Reform’s top brass, all four of them, were holding court in a roped-off winners’ enclosure

‘I heard it was a disaster,’ Cockerell continued cheerfully as the party began to roar. As I asked from whom, the image of the biographer Tom Bower popped up in my mind and superimposed itself on the festive glade, which by now was buzzing bee-loud with speculation about why Rachel Reeves had been crying at PMQs. ‘Tom Bower,’ Cockerell confirmed. All I can say is I’d expect nothing less from the master of the hatchet job. I had worried that the event was not quite as advertised. The only person who’d been ‘living with a politician’ – if you stop to think about it for a second – was Mrs Gove. I’d felt like a terrible imposter, so had attempted to take over and get Michael (Gove) to talk about his feelings, in vain.

After my conversation with Cockerell, I slunk off to the caviar bar and encouraged waiters to horn-spoon the brownish eggs on to the back of my hand to lick off, as a form of self-soothing, while continuing to gulp down the Pol Roger and surveying the scene.

Labour had been summoned to Downing Street, yes, but where was the so-called opposition? The closest thing I could see to a top Tory – until Kemi arrived looking a million dollars – was Mrs Jenrick.
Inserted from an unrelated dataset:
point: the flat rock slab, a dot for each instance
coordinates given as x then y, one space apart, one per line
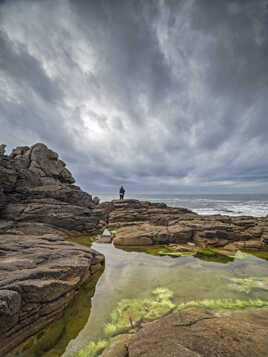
145 223
39 276
198 332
Reform’s top brass, all four of them, were holding court in a roped-off winners’ enclosure and making the most of the hospitality.

As two small-screen titans, Trevor Phillips of Sky and the YouTuber Piers Morgan, argued about Rachel Reeves’s crying jag and then beaming public appearance at a hospital hours later, with open-casket maquillage, I cadged a ciggie from a Viscount with a ruddy Thomas Hardy glow. He gave me six. I returned five, and proceeded over to Lynn ‘Demon’ Barber as I’d had the nod to sit with her. Fleet Street’s greatest interviewer is also its last great smoker and she’s not that steady on her pins.

Before I rush off to another ‘event’, like any Sloane guest, I must pen my thank yous to Lance Forman, the salmon king, for the excellent bitings, Pol Roger, Allwyn, the sponsors, and the Tipplemill distillery for our liquid party bags.

Unlike some we could mention after a year of them not meeting manifesto challenges, The Spectator party always promises a rose garden and delivers, time after time.